Categoria: L’ amore involontario

Recensione di L’amore involontario di Chiara Marchelli

Ne L'amore involontario di Chiara Marchelli Riccardo è un uomo d'affari affermato ma con una vita famigliare travagliata: la moglie Anna non riesce a perdonarsi e a perdonargli la morte della figlia minore Vittoria caduta dal balcone perchè lasciata sola; il figlio Christopher soffre di anorressia, si accusa anche lui della disgrazia, e trascorre il tempo davanti al computer o correndo per ore nel parco vicino casa. Un giorno Riccardo riceve una telefonata, sua sorella Irene è stata investita da un taxi ed è ricoverata all'ospedale St Luke's Roosevelt di New York, in gravissime condizioni. Irene è una scrittrice di successo ha persino vinto il National Book Award ed insegna scrittura creativa alla Columbia University. Una volta che i giornali annunciano l'incidente intorno a lei si forma una catena umana di lettori e studenti che la vegliano. Riccardo che ha chiuso ogni tipo di rapporto con lei e che non riesce a provare alcun sentimento nei suoi confronti, non capisce quell'esplosione di affetto verso sua sorella.
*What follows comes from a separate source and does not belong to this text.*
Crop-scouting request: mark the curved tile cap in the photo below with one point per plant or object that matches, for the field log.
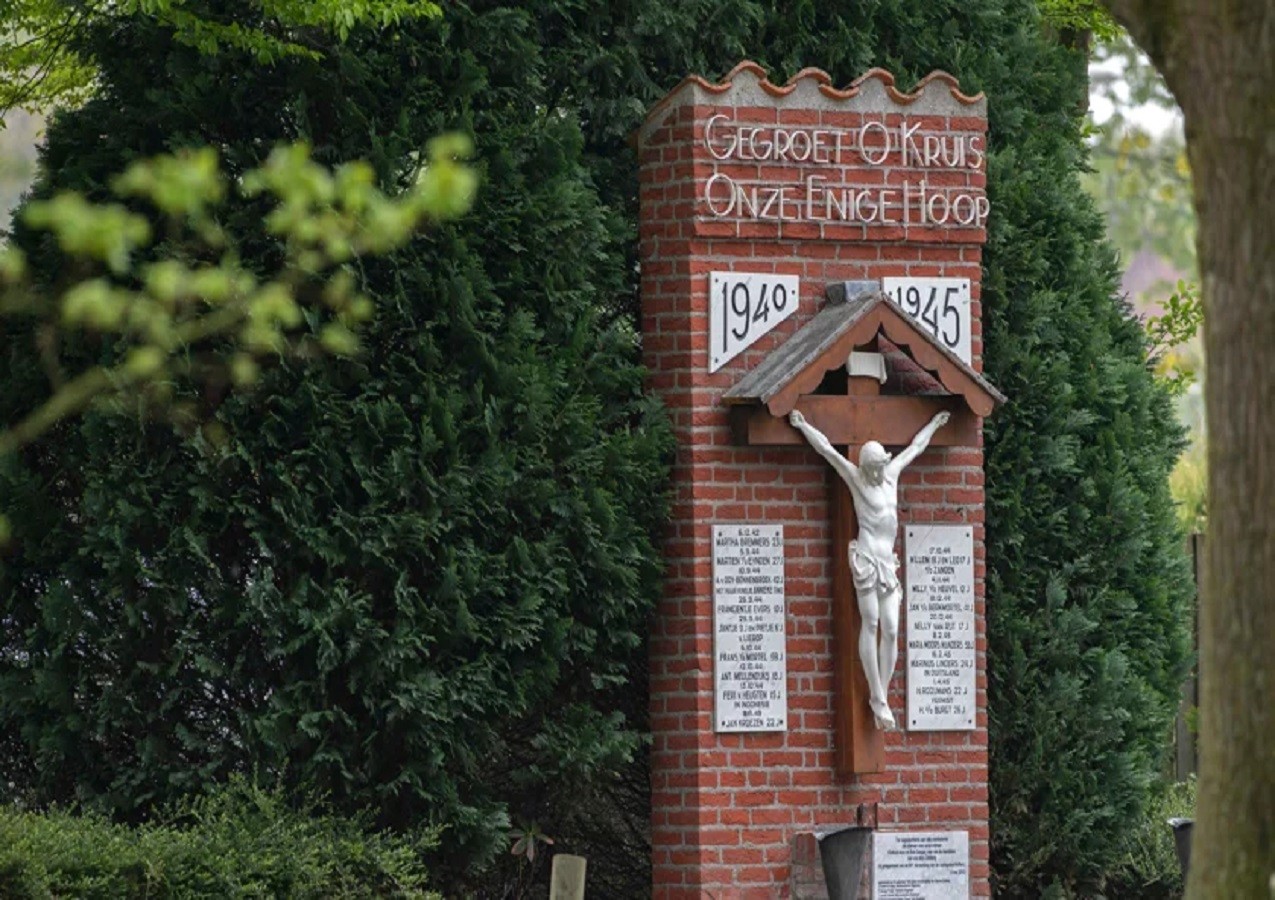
(749, 84)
Costretto dalla situazione, ma in fondo anche se non lo vuole ammettere dalla parentela che li lega, si reca all'ospedale ogni giorno, le sta vicino, le parla, si prende cura di lei, chiede costantemente notizie alla dottoressa Leonidis, che la segue con attenzione. Un giorno in ospedale durante la sua solita visita, Riccardo riceve una busta con le chiavi di casa di Irene. Dopo alcuni giorni di incertezze, decide finalmente di recarsi a casa della sorella dove si fermerà a mangiare, a dormire, a sfogliare gli album di foto, che lei conserva accuratamente nei cassetti, scoprendo che sono foto soprattutto che lo ritraggono solo o con la sua famiglia. Si ritrova sempre più spesso in quella casa a sfiorare le cose della sorella, finchè si imbatte nel suo primo romanzo "You are my sister", il libro incriminato, il libro che parla di loro e che li ha definitivamente allontanati. Ed è lì nella stanza d'ospedale mentre veglia e nelle stanze della casa, tra le sue cose, mentre cerca, sempre con l'intercessione del libro, che affiorano memorie, ricordi, emozioni, che tutto piano, piano si ricompone, e quell'amore, anche se involontario, torna a pulsare. Il dialogo silenzioso tra Riccardo che legge finalmente il libro e la sorella in coma è la struttura narrativa di L'amore involontario di Chiara Marchelli, che vivendo a New York, da oltre quindici anni, ci immerge in un'atmosfera prettamente americana, descrivendoci la Grande Mela nei dettagli.

La trasformazione di Riccardo, uomo arido e chiuso in se stesso, in uomo tenero, capace di ascoltare, non coinvolge solo il rapporto con la sorella, ma anche il rapporto con il figlio, che dopo tanti anni di incomprensioni e di silenzi, si riallaccia. Riccardo decide da solo quando far staccare la spina e donare gli organi, ricordandosi le parole della sorella durante la lunga malattia del padre "l'amore non dev'essere mai accanimento". Riccardo intimamente vive e rivive i ricordi dei genitori, di lui e la sorella da bambini, delle loro incomprensioni, di quel "maledetto" giorno quando Virginia ha scavalcato il balcone, di Chris che corre e non mangia nulla, del silenzio che è sceso da anni, troppi, tra lui e Anna e quando tutti i ricordi sono emersi finalmente, lui si riconcilia con se stesso e torna a vivere. "La mattina c'era un sole splendente che li ha abbagliati quando sono usciti per andare al bar. Prendetemi un caffè, li ha obbligati Anna. Riccardo, perché si levasse un poco di lì, Chris, per non farlo restare troppo. È rimasta lei, che si è seduta accanto a Nina (Irene), a salutarla".